Director Colin Trevorrow manages to produce a decent action sequence or two over the course of Jurassic World, but in just his second film, he brings along almost all of the worst aspects of his terrible debut feature, Safety Not Guaranteed: a contrived centralized romance between two characters you're actively rooting against (played by two actors who fall somewhere around Natalie Portman and Hayden Christensen in Star Wars on the scale of onscreen chemistry, or lack thereof); laughless comic relief from the insufferable supporting cast (Jake Johnson is slightly less irritating here than he was in Safety); groan-inducing dialogue; a disappointing and unwarranted narrative “twist;” and a cheap, but plentiful dose of queasy sentimentality. But despite all of this, I got the impression that a lot of people over the age of twelve didn't mind Jurassic World, which boggles my mind. The only aspect in which Jurassic World actually succeeds is in proving what a truly astonishing feat Steven Spielberg accomplished with the original, a near-perfect Hollywood blockbuster that remains as magical and as thrilling as it was nearly twenty-five years ago. Hollow, bloated, and joyless, Jurassic World is just a sad reminder of how seldom films like Jurassic Park actually come around.

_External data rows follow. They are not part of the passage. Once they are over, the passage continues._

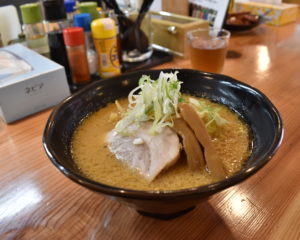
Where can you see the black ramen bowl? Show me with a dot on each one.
(253, 106)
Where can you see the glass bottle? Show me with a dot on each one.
(89, 7)
(84, 20)
(70, 10)
(105, 40)
(33, 28)
(75, 45)
(56, 21)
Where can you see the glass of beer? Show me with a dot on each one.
(208, 48)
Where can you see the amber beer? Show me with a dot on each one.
(208, 48)
(208, 59)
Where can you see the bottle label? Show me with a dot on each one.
(108, 56)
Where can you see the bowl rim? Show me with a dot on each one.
(243, 174)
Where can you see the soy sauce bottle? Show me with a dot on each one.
(56, 21)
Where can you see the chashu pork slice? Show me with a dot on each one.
(146, 153)
(192, 118)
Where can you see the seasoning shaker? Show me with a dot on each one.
(70, 10)
(105, 40)
(55, 22)
(75, 45)
(89, 7)
(84, 20)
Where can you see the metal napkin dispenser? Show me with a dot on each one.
(169, 31)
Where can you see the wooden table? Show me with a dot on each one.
(38, 202)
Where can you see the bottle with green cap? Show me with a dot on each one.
(33, 28)
(89, 7)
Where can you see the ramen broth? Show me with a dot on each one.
(92, 156)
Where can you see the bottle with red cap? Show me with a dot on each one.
(75, 45)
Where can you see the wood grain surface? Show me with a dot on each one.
(38, 202)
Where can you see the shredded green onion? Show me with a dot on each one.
(154, 100)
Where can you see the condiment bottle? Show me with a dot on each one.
(75, 45)
(105, 40)
(84, 20)
(33, 28)
(70, 10)
(89, 7)
(55, 16)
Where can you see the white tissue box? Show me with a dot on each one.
(36, 88)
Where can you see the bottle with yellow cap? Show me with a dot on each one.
(105, 41)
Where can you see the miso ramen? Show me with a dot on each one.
(92, 156)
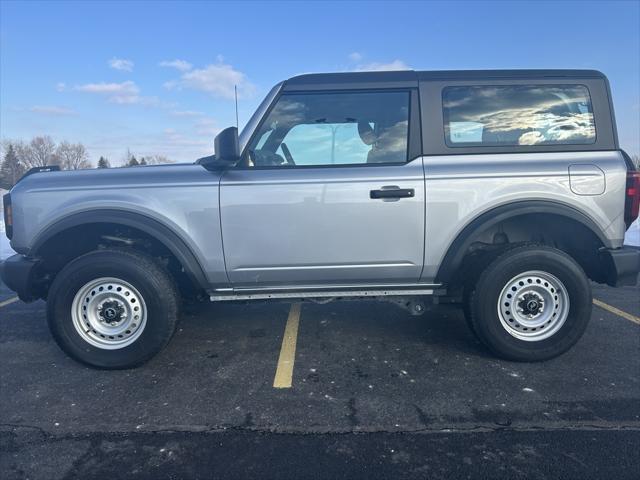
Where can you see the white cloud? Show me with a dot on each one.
(181, 65)
(121, 64)
(379, 67)
(217, 79)
(124, 93)
(207, 127)
(186, 113)
(52, 110)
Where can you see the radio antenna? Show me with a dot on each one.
(235, 90)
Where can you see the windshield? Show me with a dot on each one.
(252, 124)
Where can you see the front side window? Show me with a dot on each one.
(310, 129)
(518, 115)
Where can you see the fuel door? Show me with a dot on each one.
(586, 179)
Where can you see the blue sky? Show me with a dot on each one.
(157, 77)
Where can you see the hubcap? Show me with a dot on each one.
(109, 313)
(533, 306)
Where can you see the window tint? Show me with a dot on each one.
(333, 129)
(514, 115)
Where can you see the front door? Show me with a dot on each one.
(326, 195)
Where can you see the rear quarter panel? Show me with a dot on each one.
(459, 188)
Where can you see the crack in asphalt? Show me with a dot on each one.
(471, 428)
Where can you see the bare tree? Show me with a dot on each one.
(39, 153)
(72, 156)
(11, 169)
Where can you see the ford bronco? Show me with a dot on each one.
(505, 191)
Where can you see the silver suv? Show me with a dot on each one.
(505, 191)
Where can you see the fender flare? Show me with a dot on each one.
(154, 228)
(455, 253)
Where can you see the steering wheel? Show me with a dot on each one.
(287, 153)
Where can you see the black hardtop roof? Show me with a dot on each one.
(415, 75)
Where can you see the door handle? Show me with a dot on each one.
(392, 192)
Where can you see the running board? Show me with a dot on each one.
(229, 294)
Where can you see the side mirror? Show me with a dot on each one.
(227, 146)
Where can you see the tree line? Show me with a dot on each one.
(19, 156)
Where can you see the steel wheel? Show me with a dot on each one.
(109, 313)
(533, 306)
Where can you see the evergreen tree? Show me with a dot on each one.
(103, 162)
(11, 169)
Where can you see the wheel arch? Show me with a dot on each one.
(155, 229)
(460, 246)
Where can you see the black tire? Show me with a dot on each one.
(150, 280)
(484, 303)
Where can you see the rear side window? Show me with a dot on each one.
(518, 115)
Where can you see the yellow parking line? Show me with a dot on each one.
(9, 302)
(617, 311)
(284, 372)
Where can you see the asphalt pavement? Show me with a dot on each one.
(375, 393)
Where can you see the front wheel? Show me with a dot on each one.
(112, 308)
(532, 303)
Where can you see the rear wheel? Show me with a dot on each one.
(531, 303)
(112, 308)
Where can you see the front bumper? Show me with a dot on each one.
(623, 266)
(19, 274)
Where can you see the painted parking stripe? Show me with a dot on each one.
(284, 371)
(8, 302)
(616, 311)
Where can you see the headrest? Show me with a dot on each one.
(366, 132)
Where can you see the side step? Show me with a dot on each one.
(221, 295)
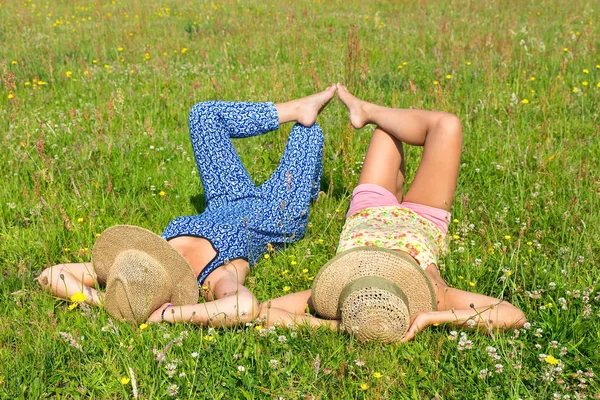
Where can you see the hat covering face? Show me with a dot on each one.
(142, 271)
(373, 292)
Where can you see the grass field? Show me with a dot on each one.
(93, 113)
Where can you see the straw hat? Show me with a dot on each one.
(142, 272)
(373, 292)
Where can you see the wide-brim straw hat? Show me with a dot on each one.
(141, 271)
(373, 291)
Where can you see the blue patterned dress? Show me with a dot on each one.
(241, 219)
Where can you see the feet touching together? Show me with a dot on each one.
(305, 110)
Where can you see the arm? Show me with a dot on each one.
(64, 280)
(233, 303)
(462, 308)
(293, 309)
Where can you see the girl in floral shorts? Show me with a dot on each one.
(416, 224)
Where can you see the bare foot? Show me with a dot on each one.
(358, 116)
(305, 110)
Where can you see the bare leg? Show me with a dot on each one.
(305, 110)
(64, 280)
(384, 163)
(440, 133)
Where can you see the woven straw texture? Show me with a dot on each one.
(374, 314)
(371, 261)
(141, 271)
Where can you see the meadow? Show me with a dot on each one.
(94, 101)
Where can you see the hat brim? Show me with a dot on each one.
(364, 261)
(117, 239)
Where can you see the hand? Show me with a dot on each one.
(419, 322)
(157, 316)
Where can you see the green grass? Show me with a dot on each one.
(78, 158)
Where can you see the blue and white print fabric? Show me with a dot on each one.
(241, 219)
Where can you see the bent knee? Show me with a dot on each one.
(202, 111)
(451, 126)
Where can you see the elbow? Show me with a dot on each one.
(248, 309)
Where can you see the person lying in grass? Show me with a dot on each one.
(240, 219)
(415, 224)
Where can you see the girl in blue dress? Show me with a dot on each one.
(240, 219)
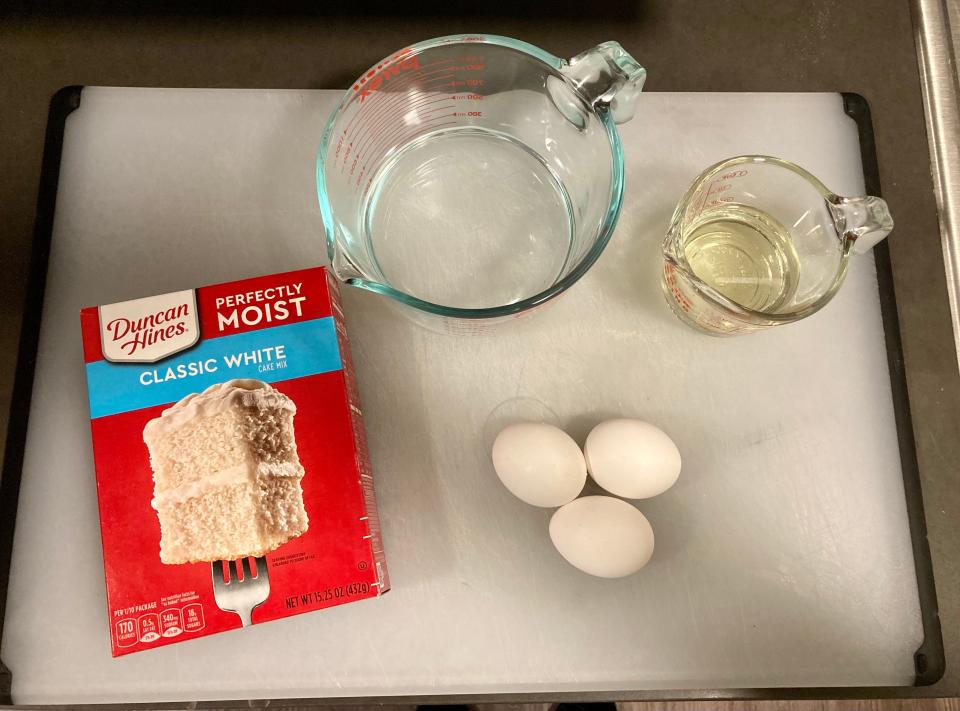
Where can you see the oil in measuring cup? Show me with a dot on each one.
(744, 254)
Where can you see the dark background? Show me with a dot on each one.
(864, 47)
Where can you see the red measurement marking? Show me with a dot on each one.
(374, 129)
(432, 126)
(734, 174)
(388, 108)
(392, 136)
(397, 136)
(387, 100)
(395, 85)
(373, 70)
(421, 112)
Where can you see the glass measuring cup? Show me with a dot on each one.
(758, 242)
(475, 177)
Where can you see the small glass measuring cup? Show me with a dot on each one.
(475, 177)
(758, 242)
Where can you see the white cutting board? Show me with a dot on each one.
(783, 556)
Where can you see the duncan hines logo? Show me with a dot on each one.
(151, 329)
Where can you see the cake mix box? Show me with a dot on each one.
(232, 471)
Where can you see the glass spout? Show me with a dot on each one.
(865, 220)
(608, 76)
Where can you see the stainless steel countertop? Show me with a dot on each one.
(937, 24)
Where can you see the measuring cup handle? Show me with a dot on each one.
(608, 77)
(865, 220)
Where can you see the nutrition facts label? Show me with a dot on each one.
(149, 627)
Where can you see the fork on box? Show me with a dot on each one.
(240, 594)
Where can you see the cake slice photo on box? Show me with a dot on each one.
(233, 478)
(226, 474)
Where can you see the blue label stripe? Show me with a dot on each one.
(308, 347)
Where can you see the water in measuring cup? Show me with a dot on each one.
(745, 254)
(469, 218)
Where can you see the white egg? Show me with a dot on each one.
(602, 536)
(539, 463)
(632, 458)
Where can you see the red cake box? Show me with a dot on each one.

How about this alternate ending? Instead of finding the love that melts her icy exterior to reveal a conveniently gross maternal instinct, Bryce Dallas Howard gets eaten by the T. rex down to her ankles, leaving her high-heeled feet on the doorsteps of Jurassic World (I mean, really, what kind of misogynist bullshit was at play with those fucking heels?)... as the film's swishy pair of pseudo-villains, played by Vincent D'Onofrio and BD Wong, board a helicopter that flies romantically into the sunset just as the iconic John Williams score begins to play.